Damus’s tipping function—known as "zaps"—lets users send Bitcoin to their favorite content creators via the blockchain’s second-layer Lightning Network, but the feature appears to have fallen foul of Apple’s terms by not using the tech giant’s in-app purchase mechanism. 

Apple has given Damus until June 27 to bring its app into compliance or it will be removed from the store. 


Damus described the move as “pretty sus” given the timing: right before the team appears at Oslo’s Freedom Forum to talk about how Bitcoin and decentralized social media can help bring about financial freedom. 

"They are trying to make the argument that since zaps potentially enable content creators to sell digital content with Lightning, this would be against their guidelines," Damus developer William Casarin told Decrypt. "This threatens any app on the app store that interacts with Lightning in any way.”

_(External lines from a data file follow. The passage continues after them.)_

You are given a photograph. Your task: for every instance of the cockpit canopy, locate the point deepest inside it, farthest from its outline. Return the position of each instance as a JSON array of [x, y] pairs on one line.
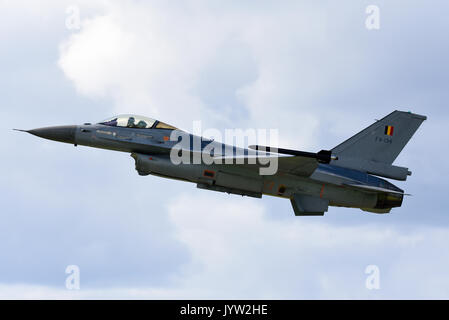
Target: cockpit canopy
[[135, 121]]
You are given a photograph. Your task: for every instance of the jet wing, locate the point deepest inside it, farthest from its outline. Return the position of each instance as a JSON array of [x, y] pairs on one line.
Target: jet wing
[[298, 165], [375, 189]]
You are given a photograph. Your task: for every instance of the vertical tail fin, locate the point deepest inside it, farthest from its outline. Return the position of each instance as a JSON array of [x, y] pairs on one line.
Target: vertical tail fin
[[375, 148]]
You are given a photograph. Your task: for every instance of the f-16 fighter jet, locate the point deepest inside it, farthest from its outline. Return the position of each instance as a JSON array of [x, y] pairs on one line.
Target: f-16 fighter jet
[[348, 175]]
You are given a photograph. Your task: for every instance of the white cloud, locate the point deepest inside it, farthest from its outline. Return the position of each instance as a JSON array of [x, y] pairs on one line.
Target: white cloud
[[238, 252], [149, 58]]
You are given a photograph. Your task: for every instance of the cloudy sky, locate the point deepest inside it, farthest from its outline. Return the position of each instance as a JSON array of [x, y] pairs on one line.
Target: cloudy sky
[[308, 68]]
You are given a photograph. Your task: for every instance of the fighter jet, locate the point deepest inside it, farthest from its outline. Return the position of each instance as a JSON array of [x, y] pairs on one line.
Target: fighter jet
[[348, 175]]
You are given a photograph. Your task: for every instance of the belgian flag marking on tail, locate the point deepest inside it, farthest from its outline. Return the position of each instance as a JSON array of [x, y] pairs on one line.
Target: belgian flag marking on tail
[[389, 130]]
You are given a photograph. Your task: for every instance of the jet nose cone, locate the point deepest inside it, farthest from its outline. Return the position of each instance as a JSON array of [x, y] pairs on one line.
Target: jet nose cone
[[57, 133]]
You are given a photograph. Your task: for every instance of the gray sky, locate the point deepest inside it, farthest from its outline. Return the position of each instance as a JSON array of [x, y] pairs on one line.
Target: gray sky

He further explained that while Damus was not explicitly enabling the sale of digital content through Bitcoin, today’s clampdown on peer-to-peer payments means that “any app that allows users to post lightning invoices may suffer from the same line of reasoning."

Apple’s 30% slice on NFTs

This isn’t the first time that Apple’s app store has found itself at loggerheads for control over emerging technology. 

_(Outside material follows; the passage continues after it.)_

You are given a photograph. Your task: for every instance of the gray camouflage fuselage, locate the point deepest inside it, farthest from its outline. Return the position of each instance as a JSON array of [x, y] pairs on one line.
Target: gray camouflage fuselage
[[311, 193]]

At the end of 2022, the iPhone maker began charging its standard 30% commission on in-app NFT sales, a move which industry Epic Games CEO Tim Sweeney at the time called “grotesquely overpriced.” 

Apple’s hefty cut once again made headlines this year. This time in connection with OpenAI’s famous ChatGPT chatbot. The machine learner’s progenitors opted to remain compliant with the App Store’s terms, opting for the in-house in-app purchase mechanism rather than setting up a separate subscription site. 

OpenAI may not mind playing ball, but federal law appears to partially be in Apple critics’ favor. 

Epic Games filed a lawsuit against Apple over its 30% tax back in 2020. Recently, the U.S. federal appeals court ruled that while Apple breached California’s Unfair Competition Law by forbidding alternative payment methods, it did not break U.S. antitrust laws. 

Both parties last week asked the court to reconsider its ruling.